If this was not clear enough, the Federal Circuit further held that even when the 25 percent rule is “offered merely as a starting point[,]” any opinion derived therefrom is still inadmissible because “[b]eginning from a fundamentally flawed premise and adjusting it based on legitimate considerations specific to the facts of the case nevertheless results in a fundamentally flawed conclusion.” In support of its holding, the Federal Circuit stated that “the 25 percent rule of thumb as an abstract and largely theoretical construct fails to satisfy” the fundamental requirement that “there must be a basis in fact to associate the royalty rates used in prior licenses to the particular hypothetical negotiation at issue in the case.” In other words, a damages calculation “must be tied to the relevant facts and circumstances of the particular case at issue and the hypothetical negotiations that would have taken place in light of those facts and circumstances at the relevant time.”
The Federal Circuit did not leave litigants without a mode for calculating damages in patent infringement cases, however. Indeed, the Federal Circuit reaffirmed the use of the Georgia-Pacific factors for determining a reasonable royalty rate. Specifically, the Federal Circuit pointed to Georgia-Pacific factors one and two, “looking at royalties paid or received by in licenses for the patent in suit or in comparable licenses[,]” and factor twelve, “looking at the portion of profit that may be customarily allowed in the particular business for the use of the invention or similar inventions[,]” as still “valid and important factors for determining a reasonable royalty rate.” The Federal Circuit further stated that it requires “evidence purporting to apply to these, and any other factors,” to be “tied to the relevant facts and circumstances of the particular case at issue.”

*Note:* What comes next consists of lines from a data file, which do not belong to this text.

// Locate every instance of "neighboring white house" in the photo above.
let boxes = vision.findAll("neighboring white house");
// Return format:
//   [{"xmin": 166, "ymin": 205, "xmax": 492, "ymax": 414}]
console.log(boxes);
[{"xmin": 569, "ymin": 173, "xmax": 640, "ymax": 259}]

The total impact of this decision on the “size” of future damage awards may be uncertain, but it is certain that the Federal Circuit is sending a clear message that abstract methodologies for calculating damages are not acceptable. By forcing damage calculations to be tied to the relevant facts and circumstances of the particular case, the Federal Circuit continues its efforts to require damage awards in patent cases to bear a direct relationship between the claims of the patent at issue and the accused products.